Titre VO : Balada Triste De Trompeta
Un film de Alex de la Iglesia avec Carlos Areces , Antonio de la Torre , Sancho Gracia , Juan Luis Galiardo , Enrique Villen
Genre : Drame - Durée : 1h47 - Année de production : 2010
Date de sortie cinéma : 22 Juin 2011
Distributeur :
Dans l'enceinte d'un cirque, les singes crient sauvagement dans leur cage tandis qu'à l'extérieur, les hommes s'entretuent sur la piste d'un tout autre cirque : la guerre civile espagnole. Recruté de force par l'armée républicaine, le clown Auguste se retrouve, dans son costume de scène, au milieu d'une bataille où il finira par perpétrer un massacre à coup de machette au sein du camp national.Quelques années plus tard, sous la dictature de Franco, Javier, le fils du clown milicien, se trouve du travail en tant que clown triste dans un cirque où il va rencontrer un invraisemblable panel de personnages marginaux, comme l'homme canon, le dompteur d'éléphants, un couple en crise, dresseurs de chiens mais surtout un autre clown : un clown brutal, rongé par la haine et le désespoir, Sergio.Les deux clowns vont alors s'affronter sans limite pour l'amour d'une acrobate, la plus belle et la plus cruelle femme du cirque : Natalia.
J’ai bien connu une jeune femme qui avait peur des clowns, sans doute traumatisée dans sa jeunesse par celui du roman Ca de Stephen King. Je ne saurais que trop lui conseiller d’éviter le nouvel opus du plus barré des réalisateurs espagnols, Alex de la Iglesia, qui ne risque pas de la réconcilier avec la profession. En effet, trois ans après une escapade anglaise assez fade pour un film de commande du côté d’Oxford, l’ibérique et hystérique Alex revient dans son pays pour une évocation politique furieuse de la Guerre d’Espagne sous forme d’affrontement homérique entre deux clowns, un Auguste ultra-violent (Antonio de la Torre) et un clown blanc timide et complexé (Carlos Areces), pour les beaux yeux (et le corps sculptural) d’une trapéziste envoutante (Carolina Bang)…
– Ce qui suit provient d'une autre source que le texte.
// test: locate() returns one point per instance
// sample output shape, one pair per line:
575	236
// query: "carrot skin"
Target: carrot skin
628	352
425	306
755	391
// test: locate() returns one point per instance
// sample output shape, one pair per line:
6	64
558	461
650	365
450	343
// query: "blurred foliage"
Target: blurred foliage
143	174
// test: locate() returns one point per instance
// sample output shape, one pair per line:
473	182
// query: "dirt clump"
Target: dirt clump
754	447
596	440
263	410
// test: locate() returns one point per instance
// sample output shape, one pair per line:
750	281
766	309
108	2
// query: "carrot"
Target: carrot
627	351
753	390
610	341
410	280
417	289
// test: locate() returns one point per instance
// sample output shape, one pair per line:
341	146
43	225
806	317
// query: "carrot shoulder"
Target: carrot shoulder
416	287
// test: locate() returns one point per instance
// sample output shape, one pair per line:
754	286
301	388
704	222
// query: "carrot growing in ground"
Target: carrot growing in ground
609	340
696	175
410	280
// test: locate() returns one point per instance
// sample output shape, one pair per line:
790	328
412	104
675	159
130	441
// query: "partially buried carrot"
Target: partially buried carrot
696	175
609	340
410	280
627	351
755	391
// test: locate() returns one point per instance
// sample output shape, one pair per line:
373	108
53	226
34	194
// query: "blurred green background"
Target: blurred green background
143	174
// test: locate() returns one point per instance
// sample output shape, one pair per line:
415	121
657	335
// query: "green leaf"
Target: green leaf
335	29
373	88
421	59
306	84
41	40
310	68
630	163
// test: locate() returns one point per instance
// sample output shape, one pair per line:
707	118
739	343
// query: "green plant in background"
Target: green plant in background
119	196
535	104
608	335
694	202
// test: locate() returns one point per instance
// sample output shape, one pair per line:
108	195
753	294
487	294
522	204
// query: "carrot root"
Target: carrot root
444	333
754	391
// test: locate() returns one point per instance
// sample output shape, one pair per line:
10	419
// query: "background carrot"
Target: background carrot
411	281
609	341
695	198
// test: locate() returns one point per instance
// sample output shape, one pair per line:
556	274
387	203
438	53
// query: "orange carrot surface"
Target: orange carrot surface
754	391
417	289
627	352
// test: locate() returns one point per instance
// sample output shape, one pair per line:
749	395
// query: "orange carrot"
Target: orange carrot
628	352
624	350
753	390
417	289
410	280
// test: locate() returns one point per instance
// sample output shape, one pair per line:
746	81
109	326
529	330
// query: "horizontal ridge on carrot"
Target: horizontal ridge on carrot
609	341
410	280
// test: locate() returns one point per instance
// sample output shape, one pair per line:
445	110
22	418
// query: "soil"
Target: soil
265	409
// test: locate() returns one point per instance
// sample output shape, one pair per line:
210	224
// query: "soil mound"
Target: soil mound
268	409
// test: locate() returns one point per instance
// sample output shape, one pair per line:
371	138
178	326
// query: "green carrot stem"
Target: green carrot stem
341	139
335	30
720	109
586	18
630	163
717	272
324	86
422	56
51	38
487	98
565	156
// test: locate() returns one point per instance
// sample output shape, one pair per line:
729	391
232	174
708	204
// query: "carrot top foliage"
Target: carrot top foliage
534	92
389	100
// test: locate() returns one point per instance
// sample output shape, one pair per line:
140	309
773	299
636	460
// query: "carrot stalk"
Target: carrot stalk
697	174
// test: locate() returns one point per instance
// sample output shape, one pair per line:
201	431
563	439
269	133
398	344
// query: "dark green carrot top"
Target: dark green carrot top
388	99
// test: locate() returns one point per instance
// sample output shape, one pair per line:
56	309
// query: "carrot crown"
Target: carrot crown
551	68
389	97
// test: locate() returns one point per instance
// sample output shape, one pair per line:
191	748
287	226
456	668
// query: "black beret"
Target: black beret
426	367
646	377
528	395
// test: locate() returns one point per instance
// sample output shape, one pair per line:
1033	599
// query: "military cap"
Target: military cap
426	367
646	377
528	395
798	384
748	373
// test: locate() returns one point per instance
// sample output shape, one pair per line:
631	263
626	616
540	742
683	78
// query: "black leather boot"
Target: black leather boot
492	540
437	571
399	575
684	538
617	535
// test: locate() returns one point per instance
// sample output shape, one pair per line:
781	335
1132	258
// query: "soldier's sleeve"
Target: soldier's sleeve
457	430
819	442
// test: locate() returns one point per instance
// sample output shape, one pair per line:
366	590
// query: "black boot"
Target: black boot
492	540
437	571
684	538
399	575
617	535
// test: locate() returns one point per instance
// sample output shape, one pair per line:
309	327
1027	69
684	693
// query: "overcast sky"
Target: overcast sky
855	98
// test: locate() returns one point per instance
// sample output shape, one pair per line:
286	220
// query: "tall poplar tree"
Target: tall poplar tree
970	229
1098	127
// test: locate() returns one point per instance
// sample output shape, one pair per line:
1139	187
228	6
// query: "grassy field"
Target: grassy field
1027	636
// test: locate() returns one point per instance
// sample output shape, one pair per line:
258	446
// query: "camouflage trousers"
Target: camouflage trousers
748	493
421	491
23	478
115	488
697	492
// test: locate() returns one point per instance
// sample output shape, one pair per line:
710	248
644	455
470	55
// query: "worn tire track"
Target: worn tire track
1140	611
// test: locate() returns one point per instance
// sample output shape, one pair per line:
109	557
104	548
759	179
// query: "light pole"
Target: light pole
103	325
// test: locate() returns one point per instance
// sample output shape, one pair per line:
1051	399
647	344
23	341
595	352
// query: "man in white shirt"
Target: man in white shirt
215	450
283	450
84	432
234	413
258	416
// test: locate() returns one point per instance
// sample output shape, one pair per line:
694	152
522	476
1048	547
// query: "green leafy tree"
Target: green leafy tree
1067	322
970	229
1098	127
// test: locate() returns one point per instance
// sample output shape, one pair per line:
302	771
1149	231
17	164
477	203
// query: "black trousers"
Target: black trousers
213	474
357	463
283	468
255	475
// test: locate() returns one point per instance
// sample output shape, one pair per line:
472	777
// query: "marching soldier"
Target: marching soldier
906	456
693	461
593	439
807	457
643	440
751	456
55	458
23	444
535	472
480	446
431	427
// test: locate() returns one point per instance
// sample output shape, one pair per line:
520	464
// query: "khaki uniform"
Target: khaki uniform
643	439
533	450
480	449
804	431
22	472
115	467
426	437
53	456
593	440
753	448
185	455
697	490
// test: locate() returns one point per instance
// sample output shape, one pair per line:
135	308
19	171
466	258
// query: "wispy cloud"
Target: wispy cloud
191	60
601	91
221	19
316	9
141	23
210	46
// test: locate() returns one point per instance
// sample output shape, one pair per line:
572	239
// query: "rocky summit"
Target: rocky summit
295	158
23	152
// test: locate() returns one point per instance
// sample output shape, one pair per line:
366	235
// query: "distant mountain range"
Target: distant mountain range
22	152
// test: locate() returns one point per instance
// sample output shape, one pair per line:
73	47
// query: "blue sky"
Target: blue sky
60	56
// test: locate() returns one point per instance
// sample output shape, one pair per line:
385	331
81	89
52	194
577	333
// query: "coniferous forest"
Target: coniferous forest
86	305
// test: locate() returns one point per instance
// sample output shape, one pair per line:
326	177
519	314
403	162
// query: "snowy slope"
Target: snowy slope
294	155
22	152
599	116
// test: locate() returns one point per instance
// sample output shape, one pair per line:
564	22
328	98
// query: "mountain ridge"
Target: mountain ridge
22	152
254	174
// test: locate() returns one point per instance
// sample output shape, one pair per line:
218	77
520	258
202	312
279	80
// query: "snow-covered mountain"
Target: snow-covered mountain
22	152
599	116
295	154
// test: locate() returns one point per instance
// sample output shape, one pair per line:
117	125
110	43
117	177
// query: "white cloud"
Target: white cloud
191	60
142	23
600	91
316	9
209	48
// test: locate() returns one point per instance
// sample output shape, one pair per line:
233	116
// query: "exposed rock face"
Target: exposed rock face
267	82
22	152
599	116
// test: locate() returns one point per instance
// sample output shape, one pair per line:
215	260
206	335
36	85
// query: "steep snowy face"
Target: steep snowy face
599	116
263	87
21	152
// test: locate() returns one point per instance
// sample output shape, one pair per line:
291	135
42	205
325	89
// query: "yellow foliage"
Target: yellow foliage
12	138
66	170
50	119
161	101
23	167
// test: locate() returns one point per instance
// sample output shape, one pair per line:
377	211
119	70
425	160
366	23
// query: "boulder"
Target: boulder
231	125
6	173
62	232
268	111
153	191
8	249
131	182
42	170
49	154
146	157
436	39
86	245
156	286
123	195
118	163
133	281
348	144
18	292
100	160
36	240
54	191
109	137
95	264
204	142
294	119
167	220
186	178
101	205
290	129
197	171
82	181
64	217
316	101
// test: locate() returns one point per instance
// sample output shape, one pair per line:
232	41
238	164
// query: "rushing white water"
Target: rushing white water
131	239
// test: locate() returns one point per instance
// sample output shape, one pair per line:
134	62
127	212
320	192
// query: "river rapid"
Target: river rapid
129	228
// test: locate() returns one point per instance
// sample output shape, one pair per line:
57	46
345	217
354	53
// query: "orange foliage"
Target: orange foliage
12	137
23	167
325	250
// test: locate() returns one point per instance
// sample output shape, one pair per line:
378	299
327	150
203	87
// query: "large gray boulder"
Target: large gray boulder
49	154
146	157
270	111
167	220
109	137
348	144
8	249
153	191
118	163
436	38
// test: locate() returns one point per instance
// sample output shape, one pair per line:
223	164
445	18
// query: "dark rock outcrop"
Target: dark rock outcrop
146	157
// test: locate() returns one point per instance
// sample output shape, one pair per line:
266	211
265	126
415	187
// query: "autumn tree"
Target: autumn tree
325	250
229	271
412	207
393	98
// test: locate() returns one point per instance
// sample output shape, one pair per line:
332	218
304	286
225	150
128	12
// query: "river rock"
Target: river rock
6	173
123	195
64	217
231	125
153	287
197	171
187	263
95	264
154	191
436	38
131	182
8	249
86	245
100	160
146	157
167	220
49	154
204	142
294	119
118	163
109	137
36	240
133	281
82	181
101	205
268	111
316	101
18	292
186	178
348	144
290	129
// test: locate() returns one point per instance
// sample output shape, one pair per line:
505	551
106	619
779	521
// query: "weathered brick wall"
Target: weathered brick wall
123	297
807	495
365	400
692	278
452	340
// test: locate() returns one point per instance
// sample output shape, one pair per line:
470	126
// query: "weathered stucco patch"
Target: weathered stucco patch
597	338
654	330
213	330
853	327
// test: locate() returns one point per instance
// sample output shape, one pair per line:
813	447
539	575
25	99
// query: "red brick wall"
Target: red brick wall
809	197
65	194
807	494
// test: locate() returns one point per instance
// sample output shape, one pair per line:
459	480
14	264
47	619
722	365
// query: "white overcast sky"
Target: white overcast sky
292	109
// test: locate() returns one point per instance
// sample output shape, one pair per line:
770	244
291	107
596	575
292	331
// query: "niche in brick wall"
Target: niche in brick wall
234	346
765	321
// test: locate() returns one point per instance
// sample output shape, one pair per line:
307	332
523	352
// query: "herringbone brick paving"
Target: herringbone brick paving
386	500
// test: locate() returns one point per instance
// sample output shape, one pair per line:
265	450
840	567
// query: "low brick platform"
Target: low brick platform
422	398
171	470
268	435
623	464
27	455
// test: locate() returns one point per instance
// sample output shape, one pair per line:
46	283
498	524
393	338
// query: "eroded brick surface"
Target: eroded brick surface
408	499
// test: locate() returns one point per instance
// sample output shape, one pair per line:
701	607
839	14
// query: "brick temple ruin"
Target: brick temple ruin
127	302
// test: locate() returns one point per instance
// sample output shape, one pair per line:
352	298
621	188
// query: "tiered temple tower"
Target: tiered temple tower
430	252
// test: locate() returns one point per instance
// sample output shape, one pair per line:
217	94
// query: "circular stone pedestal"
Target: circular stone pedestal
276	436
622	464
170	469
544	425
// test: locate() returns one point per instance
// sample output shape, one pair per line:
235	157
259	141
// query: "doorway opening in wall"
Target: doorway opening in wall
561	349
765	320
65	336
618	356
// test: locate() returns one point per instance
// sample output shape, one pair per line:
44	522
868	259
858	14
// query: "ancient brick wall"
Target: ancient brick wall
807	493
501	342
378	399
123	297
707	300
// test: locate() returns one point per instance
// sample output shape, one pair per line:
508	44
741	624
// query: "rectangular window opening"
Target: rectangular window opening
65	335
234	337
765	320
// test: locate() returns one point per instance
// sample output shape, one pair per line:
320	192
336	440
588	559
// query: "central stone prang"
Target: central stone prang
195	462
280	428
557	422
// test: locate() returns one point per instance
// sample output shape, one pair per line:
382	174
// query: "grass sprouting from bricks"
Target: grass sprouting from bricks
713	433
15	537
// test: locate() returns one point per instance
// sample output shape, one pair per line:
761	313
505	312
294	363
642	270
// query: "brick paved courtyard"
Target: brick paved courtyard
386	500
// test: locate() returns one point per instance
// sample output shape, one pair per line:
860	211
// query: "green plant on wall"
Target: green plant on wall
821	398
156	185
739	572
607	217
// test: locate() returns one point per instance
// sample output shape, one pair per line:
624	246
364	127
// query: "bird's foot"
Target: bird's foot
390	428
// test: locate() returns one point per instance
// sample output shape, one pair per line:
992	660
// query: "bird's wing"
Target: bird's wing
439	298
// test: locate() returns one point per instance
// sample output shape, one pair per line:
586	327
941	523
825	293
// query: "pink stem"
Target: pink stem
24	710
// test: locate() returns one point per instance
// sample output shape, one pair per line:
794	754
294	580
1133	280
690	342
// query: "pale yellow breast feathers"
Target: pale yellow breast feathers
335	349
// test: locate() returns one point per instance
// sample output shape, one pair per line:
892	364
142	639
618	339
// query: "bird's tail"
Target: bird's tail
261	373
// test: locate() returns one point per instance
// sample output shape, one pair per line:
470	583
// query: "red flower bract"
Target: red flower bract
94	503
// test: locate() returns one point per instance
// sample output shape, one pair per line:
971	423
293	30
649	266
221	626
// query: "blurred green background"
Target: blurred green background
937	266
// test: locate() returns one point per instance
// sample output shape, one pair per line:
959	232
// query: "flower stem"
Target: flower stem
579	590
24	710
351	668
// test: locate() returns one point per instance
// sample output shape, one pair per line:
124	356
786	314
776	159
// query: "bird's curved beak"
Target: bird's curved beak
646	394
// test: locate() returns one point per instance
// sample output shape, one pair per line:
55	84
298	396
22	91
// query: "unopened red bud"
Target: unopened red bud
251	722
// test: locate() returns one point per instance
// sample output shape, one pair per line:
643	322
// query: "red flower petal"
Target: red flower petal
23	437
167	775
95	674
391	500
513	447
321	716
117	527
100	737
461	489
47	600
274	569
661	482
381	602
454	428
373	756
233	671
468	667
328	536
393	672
Conte cruel sur le désir, la jalousie et la mort, le film se double d’une métaphore historique où les clowns seraient les franquistes et les républicains, prêt à tout, et surtout aux pires exactions, pour conquérir l’Espagne, un pays encore profondément marqué par les cicatrices d’une guerre civile meurtrière. Et l’univers très codifié du cirque, un mélange de merveilleux et de monstrueux, de fascinant et d’inquiétant, se prête parfaitement à cette fable barbare à la violence décomplexée et grotesque. Convoquant aussi bien le souvenir du Freaks de Tod Browning pour ses personnages difformes que La Strada de Federico Fellini pour son ménage à trois au cœur de la ménagerie, Alex de la Iglesia multiplie les références les plus diverses et mélange à outrance les genres, passant en un clin d’œil de la comédie romantique au film gore en passant par le thriller et la tragédie la plus noire.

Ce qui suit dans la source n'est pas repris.